L'action  est un acte mais  pas dans un sens commun , lever le bras n’est pas une action , mais une passion ,l'acte provoque la passion chez autrui .La  passion est une perception confuse, ce que l’autre perçoit est une action. Chez Leibniz tout est action. Le repos est une action infiniment petite. Dieu régit le tout. Agir, c'est parler ou le domaine des  math ou encore  résoudre un problème .Pâtir , c'est être triste,en  colère, c'est une  passion obscure). Prenons ce qu'il se passe lors d’une remarque blessante. L'un agira, l'autre pâtira. Lever le bras, ce n’est pas agir. Agir augmente la puissance et la perfection. La relation n’est pas causale, l’une gagne au détriment d’une autre, l’autre confuse. Pourquoi le mal peut –il exister ? Le mal particulier est suivi d’un bien plus grand ailleurs. Chaque action est réglée sur un plan initial, voir sur deux plans :

1) le meilleur des mondes

2) l’harmonie préétablie ( qui suit le plan du meilleur des mondes possibles)

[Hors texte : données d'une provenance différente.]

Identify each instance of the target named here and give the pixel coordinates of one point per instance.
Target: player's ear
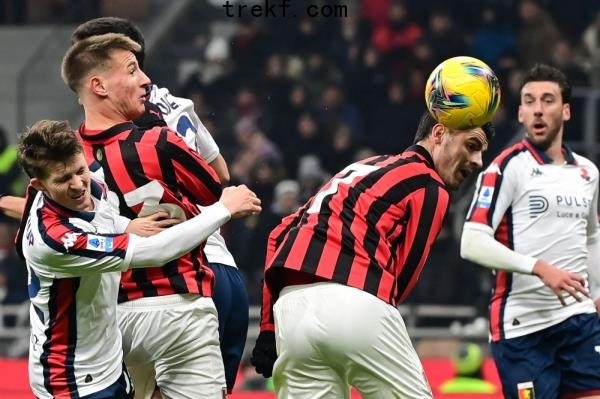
(438, 132)
(97, 86)
(566, 112)
(37, 184)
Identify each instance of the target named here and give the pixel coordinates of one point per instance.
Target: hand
(240, 201)
(152, 224)
(264, 353)
(559, 280)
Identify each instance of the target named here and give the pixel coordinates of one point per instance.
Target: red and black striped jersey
(151, 170)
(370, 227)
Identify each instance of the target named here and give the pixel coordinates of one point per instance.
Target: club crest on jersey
(99, 243)
(485, 197)
(585, 175)
(526, 390)
(69, 240)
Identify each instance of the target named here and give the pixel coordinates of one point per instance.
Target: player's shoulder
(585, 162)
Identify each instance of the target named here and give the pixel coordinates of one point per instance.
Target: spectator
(537, 30)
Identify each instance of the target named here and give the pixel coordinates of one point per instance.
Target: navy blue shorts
(231, 301)
(562, 361)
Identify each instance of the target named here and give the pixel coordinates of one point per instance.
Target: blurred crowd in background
(291, 101)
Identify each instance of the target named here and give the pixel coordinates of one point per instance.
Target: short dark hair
(427, 122)
(103, 25)
(548, 73)
(47, 141)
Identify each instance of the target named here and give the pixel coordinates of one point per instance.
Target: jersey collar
(542, 158)
(90, 135)
(422, 152)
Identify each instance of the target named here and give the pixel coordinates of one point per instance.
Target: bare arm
(220, 166)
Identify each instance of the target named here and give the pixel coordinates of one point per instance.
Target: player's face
(543, 113)
(460, 155)
(68, 183)
(126, 84)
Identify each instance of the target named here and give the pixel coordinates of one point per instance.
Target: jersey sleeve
(194, 176)
(493, 195)
(182, 118)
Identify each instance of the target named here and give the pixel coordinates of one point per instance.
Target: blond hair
(92, 54)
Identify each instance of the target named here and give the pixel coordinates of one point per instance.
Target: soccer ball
(462, 93)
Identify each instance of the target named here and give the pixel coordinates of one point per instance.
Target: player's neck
(101, 119)
(555, 152)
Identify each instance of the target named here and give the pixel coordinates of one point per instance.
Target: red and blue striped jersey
(74, 261)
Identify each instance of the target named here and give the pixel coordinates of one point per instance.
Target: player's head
(104, 72)
(53, 157)
(545, 98)
(103, 25)
(456, 153)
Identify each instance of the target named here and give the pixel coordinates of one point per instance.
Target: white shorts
(331, 336)
(173, 340)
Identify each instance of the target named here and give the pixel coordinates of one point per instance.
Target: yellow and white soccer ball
(462, 93)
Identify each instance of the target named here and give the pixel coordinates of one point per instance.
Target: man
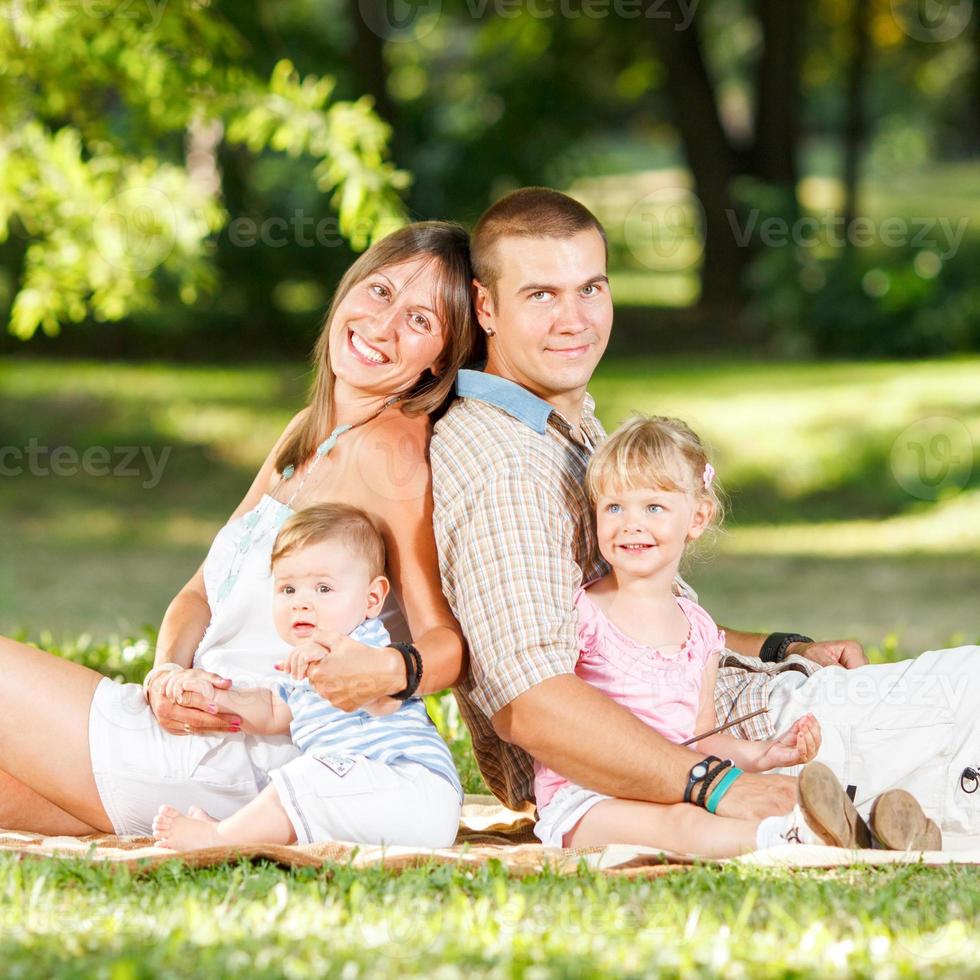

Chez Leibniz, il y a une distinction entre percevoir obscurément et clairement et percevoir confusément et distinctement.

Percevoir inconsciemment (cela est souvent tout à fait obscur) et consciemment ( cela est une a perception). En vertu de la loi de la continuité , il n'y a pas de saut dans la Nature. Le bruit de la mer est le  résultat d’un bruit infiniment grand de vagues, nous entendons chaque vague, qui est perçue inconsciemment, l’ensemble est perçu confusément, mais consciemment.

Chaque monade perçoit tout l’univers ( obscur et inconscient ). On ne peut pas percevoir le vrai. Nos perceptions sont véritables ( là, nous ne sommes pas dans l’erreur ), la fausseté vient du jugement. La perception ne bouge pas, elle n’est pas mue par l’appétition, mais, l’appétition produit le passage de l’une à l’autre . Le corps est relatif à l’esprit donc existe, il est indépendant de l’esprit et est composé de monade. A la disparition du corps, l’esprit reste dans l’obscur puisque sans perception.